The back porch ragtime aspect of the trio’s repertoire then gets a delightfully lazy spot in the back porch sun for I’m Satisfied, before the rude awakening and scrapy exhortations of You Shall (Preacher), awash with Gregory’s tin pans and pots percussion. Another old favourite then pops up, the much covered who Do You Love, which shakes off ubiquity to become a gorgeously shambolic jugband of a version, with some aggressive bowing from Sanders and that tabla sound, from Gregory, making a return. Definitely a highlight of both albums, it chug a chugs along with gusto. The tablas remain for the swoony bottleneck driven Can’t Be Satisfied, and this disc is proving to have a greater cohesiveness about the overall quality of play.

Sanders always has that warm and syrupy thickness and richness to his tone, it being what distinguishes him from, say, the fiddle of Chris Leslie or of his predecessor in Fairport, Dave Swarbrick. Or of any other player in what is nominally folk-rock.
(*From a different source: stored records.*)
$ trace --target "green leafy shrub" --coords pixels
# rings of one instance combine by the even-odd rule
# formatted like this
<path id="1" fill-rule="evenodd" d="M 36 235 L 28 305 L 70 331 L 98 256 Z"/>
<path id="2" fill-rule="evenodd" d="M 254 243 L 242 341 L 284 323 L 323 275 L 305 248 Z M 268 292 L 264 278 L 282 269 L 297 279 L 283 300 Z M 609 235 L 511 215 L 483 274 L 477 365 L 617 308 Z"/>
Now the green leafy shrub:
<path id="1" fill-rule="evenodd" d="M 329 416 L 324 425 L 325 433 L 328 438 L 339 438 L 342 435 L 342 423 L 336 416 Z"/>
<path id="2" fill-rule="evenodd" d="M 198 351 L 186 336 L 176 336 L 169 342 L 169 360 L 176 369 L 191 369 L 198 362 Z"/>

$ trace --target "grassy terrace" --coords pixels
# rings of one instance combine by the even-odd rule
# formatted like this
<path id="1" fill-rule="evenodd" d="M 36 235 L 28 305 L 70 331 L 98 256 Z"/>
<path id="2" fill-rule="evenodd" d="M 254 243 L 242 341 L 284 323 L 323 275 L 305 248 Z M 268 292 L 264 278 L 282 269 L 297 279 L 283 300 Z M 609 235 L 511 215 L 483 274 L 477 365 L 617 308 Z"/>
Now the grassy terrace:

Indeed, he is unusual, in that he, to my mind, is definitely a violinist and never a fiddler. That point gets fully borne to bear for the traditional Sail Away, which is perhaps the first to invoke a whiff of Cropredy to the event, his instrument dipping the tune into a contenting warm bath. A brief nod to his inspiration, Sugarcane, follows, but it is more the bottleneck guitar of conjoined track, Nobody’s Fault But My Own, that sticks, in a Rory Gallagher-esque outing for Fletcher.


NO HESITATION

Keen to keep up attention, some of that old wah-wah violin enlivens Slow Consumption Blues, with some bluegrass tropes then infecting a rousing bareback ride through John Hardy. I confess my fingers were crossed as Hesitation Blues began, it, in any of the many Hot Tuna iterations, being a staunch favourite. But no cause for any concern, the rendition’s a keeper, and Sanders pull all the available Papa John’s out and pops them back in, seamlessly. (So, now you remember now who Papa John Creach is, or was!)

One final blast of traditional murder ballad, Duncan Brady, before the album ends, again, with a more contemporary cover, but this time not just as a bonus. And deservedly not, as the version of Come Together is a veritable and certifiable triumph. Beginning with one of Gregory’s kitchen sink solos, Sanders’ violin is then so damn slinky as to transform the Beatles shuffle into an electric blues rock statement of intent, that keeps your feet well down your knees. I can’t help but think his “other band” could take a humdinger of a crack at this!


PDC

Here’s a live Standin’ On The Corner, aka Blue Yodel No.9, with some added PDC to start.


Wait a minute, someone’s still querying PDC, unaware of the re-worded version of Come All Ye, from this years’ Cropredy. Pretty damn cosmic, clearly! (Do keep up!!)